Dissecting efficiency of a 5' rapid amplification of cDNA ends (5'-RACE) approach for profiling T-cell receptor beta repertoire.

Department of Biotechnology and Bioindustry Sciences, National Cheng Kung University, Tainan, Taiwan. Molecular Diagnostic Laboratory, Department of Pathology, National Cheng Kung University Hospital, Tainan, Taiwan.

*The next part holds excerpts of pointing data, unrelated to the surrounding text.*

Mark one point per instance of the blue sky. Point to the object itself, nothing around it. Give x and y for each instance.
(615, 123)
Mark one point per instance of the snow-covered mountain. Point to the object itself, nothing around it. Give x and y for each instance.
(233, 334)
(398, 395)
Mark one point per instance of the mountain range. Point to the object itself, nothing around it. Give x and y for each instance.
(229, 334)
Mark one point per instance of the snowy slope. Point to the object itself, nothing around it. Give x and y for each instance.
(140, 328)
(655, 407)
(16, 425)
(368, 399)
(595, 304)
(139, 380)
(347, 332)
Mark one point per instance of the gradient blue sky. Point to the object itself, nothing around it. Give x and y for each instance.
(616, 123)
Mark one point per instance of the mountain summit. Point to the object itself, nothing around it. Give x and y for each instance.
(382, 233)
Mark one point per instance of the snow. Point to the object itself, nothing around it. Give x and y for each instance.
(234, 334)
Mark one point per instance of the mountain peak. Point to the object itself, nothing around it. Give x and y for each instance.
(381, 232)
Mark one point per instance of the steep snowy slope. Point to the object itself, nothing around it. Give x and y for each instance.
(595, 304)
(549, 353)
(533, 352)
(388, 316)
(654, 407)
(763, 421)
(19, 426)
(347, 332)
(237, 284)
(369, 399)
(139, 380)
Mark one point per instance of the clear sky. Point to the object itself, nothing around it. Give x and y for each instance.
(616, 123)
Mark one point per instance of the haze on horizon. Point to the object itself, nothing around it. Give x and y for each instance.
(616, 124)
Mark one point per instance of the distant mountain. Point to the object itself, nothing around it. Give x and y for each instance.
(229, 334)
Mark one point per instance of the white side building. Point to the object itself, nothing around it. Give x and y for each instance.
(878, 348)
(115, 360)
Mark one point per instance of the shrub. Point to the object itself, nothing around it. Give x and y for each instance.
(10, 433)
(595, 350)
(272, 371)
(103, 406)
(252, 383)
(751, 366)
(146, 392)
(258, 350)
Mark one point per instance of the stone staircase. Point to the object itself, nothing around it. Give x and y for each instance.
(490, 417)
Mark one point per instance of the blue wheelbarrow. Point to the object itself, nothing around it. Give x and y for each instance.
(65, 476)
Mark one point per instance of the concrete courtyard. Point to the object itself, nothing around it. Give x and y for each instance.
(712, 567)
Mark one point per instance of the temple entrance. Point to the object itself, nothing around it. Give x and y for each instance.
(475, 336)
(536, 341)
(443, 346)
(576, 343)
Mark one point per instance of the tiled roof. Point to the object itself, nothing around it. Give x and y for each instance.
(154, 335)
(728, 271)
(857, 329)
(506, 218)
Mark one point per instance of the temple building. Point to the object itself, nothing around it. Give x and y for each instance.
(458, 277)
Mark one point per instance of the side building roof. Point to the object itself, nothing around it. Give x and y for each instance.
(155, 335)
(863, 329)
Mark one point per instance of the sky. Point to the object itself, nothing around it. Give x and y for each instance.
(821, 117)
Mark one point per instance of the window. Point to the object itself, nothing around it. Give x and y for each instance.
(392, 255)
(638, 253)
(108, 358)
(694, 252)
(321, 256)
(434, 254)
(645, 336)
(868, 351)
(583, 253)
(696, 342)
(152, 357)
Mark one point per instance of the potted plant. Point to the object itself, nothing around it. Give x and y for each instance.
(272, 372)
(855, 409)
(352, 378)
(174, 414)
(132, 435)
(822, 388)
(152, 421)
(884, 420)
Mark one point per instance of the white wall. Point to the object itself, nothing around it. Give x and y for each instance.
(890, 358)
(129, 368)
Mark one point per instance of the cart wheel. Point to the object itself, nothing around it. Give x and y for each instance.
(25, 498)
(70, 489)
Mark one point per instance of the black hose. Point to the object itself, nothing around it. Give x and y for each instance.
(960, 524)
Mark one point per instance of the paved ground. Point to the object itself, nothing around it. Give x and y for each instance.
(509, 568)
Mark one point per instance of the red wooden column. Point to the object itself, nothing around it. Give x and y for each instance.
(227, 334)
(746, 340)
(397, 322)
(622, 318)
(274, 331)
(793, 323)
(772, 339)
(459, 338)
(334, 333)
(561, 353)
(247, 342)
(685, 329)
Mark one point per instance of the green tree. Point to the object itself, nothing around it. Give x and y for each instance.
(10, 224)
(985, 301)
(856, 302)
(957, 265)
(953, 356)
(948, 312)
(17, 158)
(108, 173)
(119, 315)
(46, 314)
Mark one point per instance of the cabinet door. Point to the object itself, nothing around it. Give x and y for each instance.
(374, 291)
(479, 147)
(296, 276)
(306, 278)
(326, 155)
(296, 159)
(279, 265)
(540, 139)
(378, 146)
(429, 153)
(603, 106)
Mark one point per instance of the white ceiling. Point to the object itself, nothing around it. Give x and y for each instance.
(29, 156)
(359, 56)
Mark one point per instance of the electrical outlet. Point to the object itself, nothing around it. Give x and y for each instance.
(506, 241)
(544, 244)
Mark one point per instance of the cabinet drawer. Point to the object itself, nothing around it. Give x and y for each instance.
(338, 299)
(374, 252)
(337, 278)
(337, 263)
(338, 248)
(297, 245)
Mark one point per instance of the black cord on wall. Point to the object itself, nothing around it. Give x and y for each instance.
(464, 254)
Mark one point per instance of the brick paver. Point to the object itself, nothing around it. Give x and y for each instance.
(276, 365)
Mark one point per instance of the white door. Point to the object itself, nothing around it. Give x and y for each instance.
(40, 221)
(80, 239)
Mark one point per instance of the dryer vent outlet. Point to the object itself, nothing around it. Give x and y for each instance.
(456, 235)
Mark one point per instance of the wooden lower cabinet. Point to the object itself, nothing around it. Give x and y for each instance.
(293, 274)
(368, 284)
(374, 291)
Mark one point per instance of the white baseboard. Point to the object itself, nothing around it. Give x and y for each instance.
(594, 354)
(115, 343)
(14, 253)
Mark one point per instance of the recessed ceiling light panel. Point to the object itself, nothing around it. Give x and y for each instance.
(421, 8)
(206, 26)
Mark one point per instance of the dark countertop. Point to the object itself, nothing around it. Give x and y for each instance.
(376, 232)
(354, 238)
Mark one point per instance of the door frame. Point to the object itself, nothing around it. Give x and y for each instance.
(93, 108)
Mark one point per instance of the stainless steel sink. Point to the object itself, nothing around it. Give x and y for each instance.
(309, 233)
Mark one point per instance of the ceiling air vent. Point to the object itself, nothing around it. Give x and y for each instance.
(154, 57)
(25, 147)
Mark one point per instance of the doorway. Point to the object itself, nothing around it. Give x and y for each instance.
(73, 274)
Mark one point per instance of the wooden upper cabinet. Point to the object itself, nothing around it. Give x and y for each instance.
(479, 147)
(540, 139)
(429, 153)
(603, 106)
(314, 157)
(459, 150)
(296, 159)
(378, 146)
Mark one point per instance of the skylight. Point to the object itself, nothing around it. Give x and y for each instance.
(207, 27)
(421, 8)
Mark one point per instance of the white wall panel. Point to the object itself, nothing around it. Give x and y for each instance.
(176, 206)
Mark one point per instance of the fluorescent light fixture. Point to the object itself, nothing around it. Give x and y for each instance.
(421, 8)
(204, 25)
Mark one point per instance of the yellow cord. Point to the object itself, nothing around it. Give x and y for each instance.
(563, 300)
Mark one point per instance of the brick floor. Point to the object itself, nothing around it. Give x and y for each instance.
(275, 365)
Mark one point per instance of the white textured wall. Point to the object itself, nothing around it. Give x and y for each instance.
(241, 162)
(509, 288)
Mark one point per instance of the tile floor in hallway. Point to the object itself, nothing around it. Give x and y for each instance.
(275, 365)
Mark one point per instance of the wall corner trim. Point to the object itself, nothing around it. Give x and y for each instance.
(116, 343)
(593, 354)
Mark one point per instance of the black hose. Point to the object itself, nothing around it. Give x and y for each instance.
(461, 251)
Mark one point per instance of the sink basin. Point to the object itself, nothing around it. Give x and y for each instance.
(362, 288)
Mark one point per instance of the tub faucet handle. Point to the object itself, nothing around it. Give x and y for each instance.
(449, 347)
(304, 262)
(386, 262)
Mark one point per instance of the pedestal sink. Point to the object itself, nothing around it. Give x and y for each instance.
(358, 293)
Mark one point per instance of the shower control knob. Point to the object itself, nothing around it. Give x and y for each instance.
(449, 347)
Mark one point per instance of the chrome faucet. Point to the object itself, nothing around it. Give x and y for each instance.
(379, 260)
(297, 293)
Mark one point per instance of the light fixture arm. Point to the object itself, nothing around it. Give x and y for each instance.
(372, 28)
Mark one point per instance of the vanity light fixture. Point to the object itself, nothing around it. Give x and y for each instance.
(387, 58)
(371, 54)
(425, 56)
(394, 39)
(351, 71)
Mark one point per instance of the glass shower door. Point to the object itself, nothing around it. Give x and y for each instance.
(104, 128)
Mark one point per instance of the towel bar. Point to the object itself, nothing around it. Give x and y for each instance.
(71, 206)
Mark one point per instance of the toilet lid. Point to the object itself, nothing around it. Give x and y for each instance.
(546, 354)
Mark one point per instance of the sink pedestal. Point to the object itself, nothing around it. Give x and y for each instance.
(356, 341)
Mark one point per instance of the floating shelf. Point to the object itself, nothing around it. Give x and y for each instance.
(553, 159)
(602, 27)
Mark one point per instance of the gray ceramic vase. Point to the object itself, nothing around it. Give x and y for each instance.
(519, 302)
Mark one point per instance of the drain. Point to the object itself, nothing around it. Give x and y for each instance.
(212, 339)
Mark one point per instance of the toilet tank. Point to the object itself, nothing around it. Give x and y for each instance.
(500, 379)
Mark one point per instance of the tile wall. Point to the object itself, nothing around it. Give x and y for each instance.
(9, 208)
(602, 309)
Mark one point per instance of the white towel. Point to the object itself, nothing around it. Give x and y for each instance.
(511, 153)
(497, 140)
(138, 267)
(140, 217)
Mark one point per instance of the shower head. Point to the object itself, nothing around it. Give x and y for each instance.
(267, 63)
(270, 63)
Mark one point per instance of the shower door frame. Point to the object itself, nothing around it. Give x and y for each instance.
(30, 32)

PloS one. 2020;(7):e0236366

Abstract

Deep sequencing of T-cell receptor (TCR) genes is powerful at profiling immune repertoire. To prepare a TCR sequencing library, multiplex polymerase chain reaction (mPCR) is widely applied and is highly efficient. That is, most mPCR products contain the region critical for antigen recognition, which also indicates regular V(D)J recombination. Multiplex PCR, however, may suffer from primer bias. A promising alternative is 5'-RACE, which avoids primer bias by applying only one primer pair. In 5'-RACE data, however, non-regular V(D)J recombination (e.g., TCR sequences without a V gene segment) has been observed and the frequency varies (30-80%) between studies. This suggests that the cause of or how to reduce non-regular TCR sequences is not yet well known by the science community. Although it is possible to speculate the cause by comparing the 5'-RACE protocols, careful experimental confirmation is needed and such a systematic study is still not available. Here, we examined the 5'-RACE protocol of a commercial kit and demonstrated how a modification increased the fraction of regular TCR-β sequences to >85%. We also found a strong linear correlation between the fraction of short DNA fragments and the percentage of non-regular TCR-β sequences, indicating that the presence of short DNA fragments in the library was the main cause of non-regular TCR-β sequences. Therefore, thorough removal of short DNA fragments from a 5'-RACE library is the key to high data efficiency. We highly recommend conducting a fragment length analysis before sequencing, and the fraction of short DNA fragments can be used to estimate the percentage of non-regular TCR sequences. As deep sequencing of TCR genes is still relatively expensive, good quality control should be valuable.